3) Each school had its own School Advisory Council, elected by the pupils' parents.
The abolition of private or exclusive spaces by the Nazis was a process they called "Gleichschaltung," i.e. linking to one source:
1) Eventually no independent social groups were to exist. All of society would exist whereby each individual related not to his fellow man but only to the State.
2) What social cohesion there had been in the town existed in the club life, and this was destroyed in the early months of Nazi rule.
3) With their social organizations gone and with terror a reality, Thalburgers were isolated from one another. By reducing the people to unconnected social atoms, the Nazis could move the resulting mass in whatever direction they wished.
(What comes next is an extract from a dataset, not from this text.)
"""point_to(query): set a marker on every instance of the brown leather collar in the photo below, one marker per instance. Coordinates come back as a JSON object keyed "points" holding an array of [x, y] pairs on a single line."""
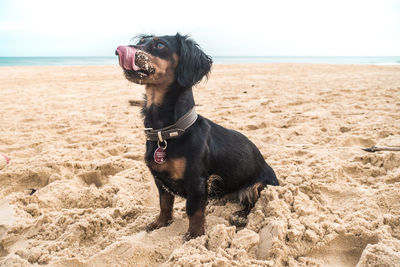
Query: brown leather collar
{"points": [[172, 131]]}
The Nazi leader in Thalburg was "Kurt Aergeyz," not his real name. Aergeyz was "cynical, ruthless, and brutal." Indeed his name means "ambition" in German:
1) It is possible to construe the actions of Kurt Aergeyz, after he came to power, as expressive of class divisions. Nothing is more difficult than discovering the truth about personal motivation, but many of the actions taken by Aergeyz suggest they were a product of social resentment.
2) Kurt Aergeyz was possibly attempting to triumph over the environment in which he had grown up and which condemned him to the condescension of his social betters.
With an Presidential election coming up, >The Nazi Seizure of Power< is a worthwhile read.